In this class, I sit at the desk next to Anna – a cute girl with dark hair, who always wears skirts and only drinks kombucha. “I googled Basileus,” she whispered, trying to be discreet even though nobody else seemed to care. “Do you know what it means?”
I shook my head no.
“It's Greek for king,” she said, showing me her phone screen.
I've had a crush on Anna for months, but I haven't had the guts to do anything about it. I'm pretty sure she sees us as just friends, but we do hang out a lot. She's a theatre nerd like me, so we do improv. She got the lead role in the school play I wrote. Totally unbiased casting, I promise.
“Are you going to write your name down?” Anna asked.
I shrugged. I hadn't really thought about it yet. “I don't know why not.” And, frankly, I wanted to see what happened. I mean, people would be talking about this for years, right? No point in living with regret.
Clay leaned forward from his seat behind us and announced, “I don't sleep with a pillow.” We both turned to look at him. Now it was his turn to shrug. “What? He said to put the name under your pillow.”
“I'm not going to,” Anna shook her head, “Whatever this is, I don't want to be part of it.”
By the time school was finished the UN had declared this dream a 'national phenomenon.' The Pope had denounced it, the prime minister had called a press conference and answered no questions at all, and eight different countries had threatened war. Walking home, I saw doomsday preachers wearing sandwich boards, which up until then I thought was just something in movies. “This is the end!” yelled a man on one street corner. “This is the beginning!” yelled a different man on the next. Everyone seemed to have a different explanation. It was because of a chemical in the air. Today was the date of some Babylonian ritual, or Aztec, or Scandanavian. It was magic. It was Satan. It had to do with the Pyramids, with Stonehenge, with none of the above. Everyone seemed to have an answer, but all the answers were different.

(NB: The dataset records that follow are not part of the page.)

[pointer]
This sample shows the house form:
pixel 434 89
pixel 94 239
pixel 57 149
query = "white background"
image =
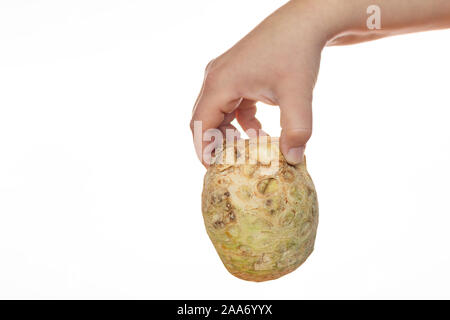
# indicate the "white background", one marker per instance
pixel 100 186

I unlocked the squeaky front door of our three-storey walk-up apartment building. The hallway inside and its threadbare carpet reeked of old cigars and pot. I made my way up the staircase, careful to avoid the sliver-laden bannister to the third floor, past the room below us with the married couple that never stops arguing. Across the hall from my front door , I could hear old-timey tunes belting from the radio of our neighbor Mr. Carlyle. There are six families that live in our building. Most of them change pretty often, but I’ve gotten to know the ones that stay.
Dad was gone on a business trip, so it was just Rebekah and me for supper. She made spaghetti with tomato sauce. I like it better when there's ground beef, but we didn't have any. Rebekah's a pretty good cook, but even though Dad works hard, he doesn't always have money for groceries. Sometimes she uses her own money to buy food, especially when there isn't enough for school lunches. But tonight was just simple spaghetti.
“Are you going to write your name on a paper?” I asked.
She shook her head, “I don't want any part of that nonsense. It's weird and it’s creepy.”
“What do you think these games will be?”
“I don't know. I don't want to know. I hope nothing like this happens again. It freaks me right out.”
That night after I put on my pyjamas, I tore a page from an old notebook, scrawled out 'Reichen Nightwing' with a ballpoint pen, and put it under my pillow.